Kordofani, der auch das Drehbuch geschrieben hat, nähert sich dem Thema über die Darstellung des Alltagslebens zweier Frauen in Khartum: Mona (Eiman Yousef), eine Hausfrau aus dem Nordsudan, und Julia, eine junge Südsudanesin, die als Kind in die Hauptstadt vertrieben wurde. Die Geschichte beginnt 2005, kurz nach der Unterzeichnung des «Umfassenden Friedensabkommens» zwischen dem nordsudanesischen Regime von Omar al-Bashir und Vertretern der Sudanesischen Volksbefreiungsbewegung bzw. -armee (SPLM/A), die für die Befreiung des Südens kämpften.

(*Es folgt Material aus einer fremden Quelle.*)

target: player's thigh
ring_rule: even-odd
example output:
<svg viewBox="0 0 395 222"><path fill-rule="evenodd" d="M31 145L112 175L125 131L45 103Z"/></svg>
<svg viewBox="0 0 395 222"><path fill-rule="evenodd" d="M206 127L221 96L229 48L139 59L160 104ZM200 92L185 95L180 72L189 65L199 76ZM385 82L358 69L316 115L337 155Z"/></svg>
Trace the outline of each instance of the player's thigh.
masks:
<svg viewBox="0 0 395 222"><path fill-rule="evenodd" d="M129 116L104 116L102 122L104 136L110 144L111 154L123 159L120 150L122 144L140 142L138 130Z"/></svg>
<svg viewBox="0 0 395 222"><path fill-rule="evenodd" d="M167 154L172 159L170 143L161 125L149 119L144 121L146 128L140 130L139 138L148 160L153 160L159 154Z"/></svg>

Das Friedensabkommen war ein wichtiger Schritt nach vorn, beendete den jahrzehntelangen Bürgerkrieg und ebnete dem Südsudan den Weg in die 2011 erlangte Unabhängigkeit. Doch das Abkommen wurde von einem schicksalsträchtigen Ereignis überschattet: Wenige Monate nach Unterzeichnung kam John Garang de Mabior, der Gründer und Führer der SPLM/A und wahrscheinlich weitsichtigste Freiheitskämpfer des Sudan, bei einem Flugzeugabsturz unter mysteriösen Umständen ums Leben. Kurz vor seinem Tod war Garang im Rahmen des Friedensabkommens zum Vizepräsidenten des Sudan ernannt worden. Man ging davon aus, dass er nach der voraussichtlichen Abspaltung des Südens vom Norden der erste Präsident eines unabhängigen Südsudan werden würde.

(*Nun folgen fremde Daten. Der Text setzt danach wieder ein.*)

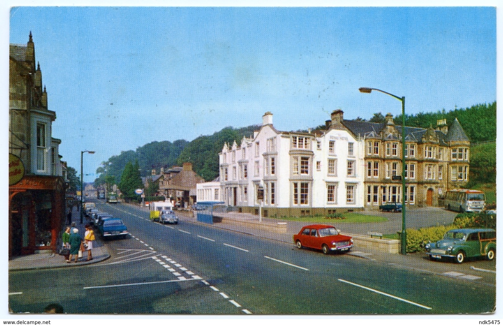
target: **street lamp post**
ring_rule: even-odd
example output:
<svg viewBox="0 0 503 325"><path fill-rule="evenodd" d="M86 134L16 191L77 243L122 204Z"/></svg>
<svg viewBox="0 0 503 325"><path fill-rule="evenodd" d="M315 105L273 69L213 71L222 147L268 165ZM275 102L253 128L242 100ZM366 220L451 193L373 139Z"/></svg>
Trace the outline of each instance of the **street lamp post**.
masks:
<svg viewBox="0 0 503 325"><path fill-rule="evenodd" d="M405 233L405 98L399 97L392 94L375 88L366 88L362 87L360 89L361 93L370 94L373 90L384 93L402 102L402 233L400 236L400 254L405 255L407 254L407 234Z"/></svg>
<svg viewBox="0 0 503 325"><path fill-rule="evenodd" d="M83 198L84 198L84 190L83 190L83 185L84 185L84 172L83 172L83 164L82 163L82 160L83 160L84 152L88 152L88 153L93 154L94 153L94 151L91 151L88 150L85 150L83 151L80 151L80 223L83 222L83 212L82 211L83 208Z"/></svg>

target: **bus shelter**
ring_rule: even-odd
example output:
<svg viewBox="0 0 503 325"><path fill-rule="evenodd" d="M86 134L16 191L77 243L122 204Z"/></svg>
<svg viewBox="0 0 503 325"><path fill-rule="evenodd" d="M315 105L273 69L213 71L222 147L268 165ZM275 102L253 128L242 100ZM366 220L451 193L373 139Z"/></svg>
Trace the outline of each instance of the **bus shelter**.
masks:
<svg viewBox="0 0 503 325"><path fill-rule="evenodd" d="M194 211L197 215L197 221L213 224L213 210L215 209L215 206L224 204L225 202L216 201L197 202L197 207Z"/></svg>

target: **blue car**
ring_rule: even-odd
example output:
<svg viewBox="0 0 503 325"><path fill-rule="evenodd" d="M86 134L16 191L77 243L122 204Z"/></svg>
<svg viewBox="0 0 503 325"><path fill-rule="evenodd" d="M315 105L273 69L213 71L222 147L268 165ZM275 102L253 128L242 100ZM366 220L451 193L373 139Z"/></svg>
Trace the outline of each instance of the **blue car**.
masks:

Garangs plötzlicher Tod – oder seine Ermordung? – so kurz nach der Unterzeichnung des Abkommens war ein schwerer Schlag für die Südsudanesen. Verschwörungstheorien machten die Runde: Einige behaupteten, dass Bashir-Regime habe Garang auf dem Gewissen, andere, sein Mörder sei Ugandas Präsident Yoweri Museveni, der die SPLM/A bislang unterstützte, jetzt aber vielleicht verstimmt war, weil Garang ihm über den Kopf zu wachsen drohte. Der Schock und die Wut über Zeitpunkt und Umstände des Absturzes, verbunden mit dem Verdacht, dass es kein «Unfall», sondern vorsätzlicher Mord des Anführers der Unabhängigkeitsbewegung war, lösten in Khartum gewaltsame Ausschreitungen von Südsudanesen aus.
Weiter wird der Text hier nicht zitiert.